Poverty is identified as a primary issue. Support for Black fathers in homes is another. But overall, the work aims to elevate Black men and youth.
Thursday’s (April 8) graduation brought celebration and tears. Speakers included Felesia Otis — mother of Keaton Otis — who was killed by police during a traffic stop in 2010; Nike Greene with Portland's Office of Violence Prevention; and Carl Rucker, a mentor with Volunteers of America who talked about the deep loss community members have experienced due to gun violence. The original graduation was intended for nine students.
The young men who are here today, said Travis Gamble, a County Community Justice Manager, “Are so intelligent and that’s something they probably don’t hear often, especially wrapped up in the system."
“There are Black folks who don't feel like they could be a lawyer or a doctor,” said Haynes.
“They don’t believe it. They feel like they can only be this or that.
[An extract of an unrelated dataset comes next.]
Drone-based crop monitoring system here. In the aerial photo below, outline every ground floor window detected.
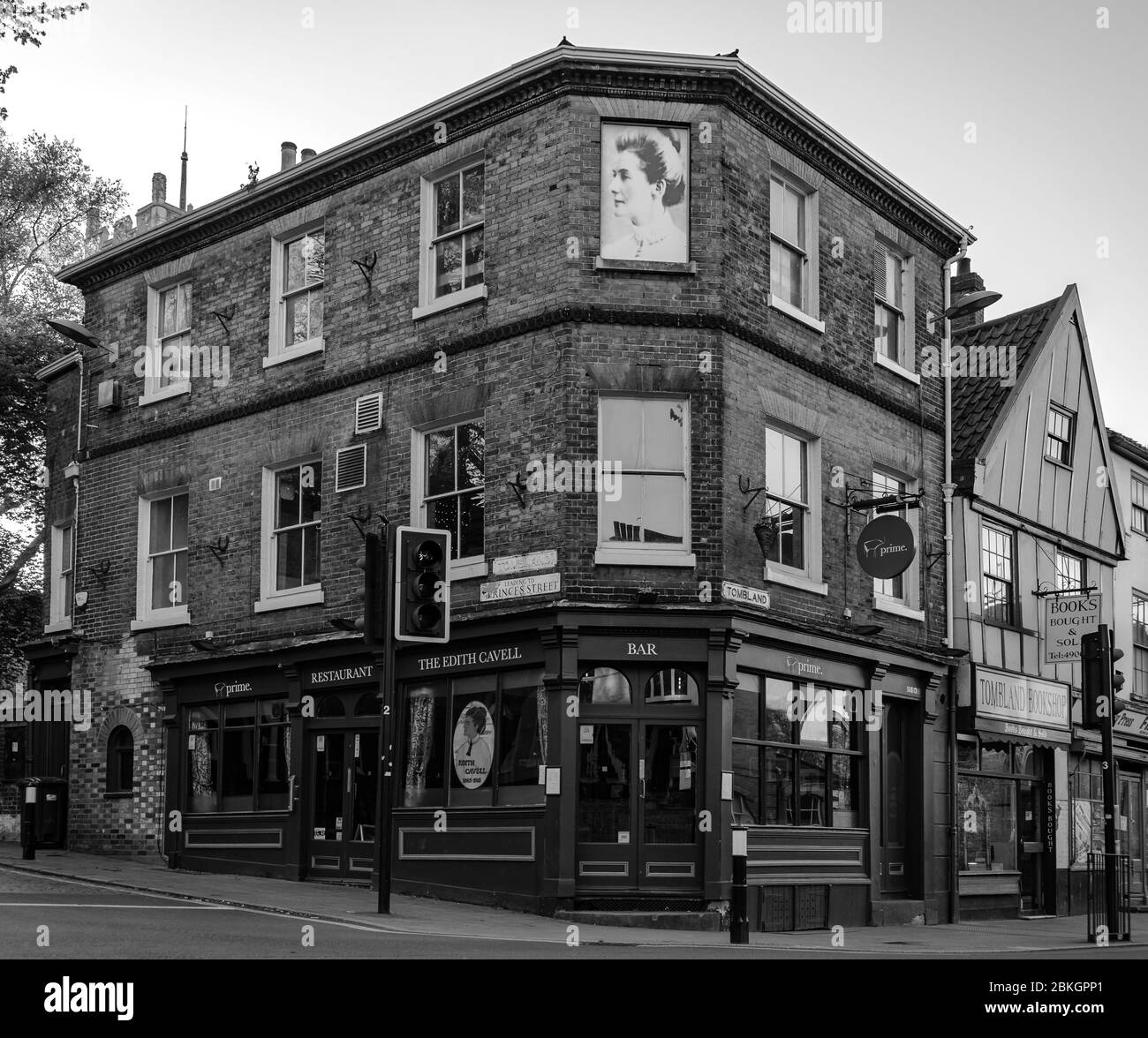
[732,672,865,828]
[402,669,548,808]
[956,736,1047,872]
[186,698,291,813]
But we can learn about stocks and investments, real estate, how to own your own home, even having a company.”
Haynes says he’s thinking about his future, and what he wants to be. He has a car, he’s making money, and he’s ready to take care of his needs.
“I’m getting ready to apply for a job,” he said. “I want to be a barber and retire as a barber.
That’s a trade you can take with you.... I take care of what I need to take care.”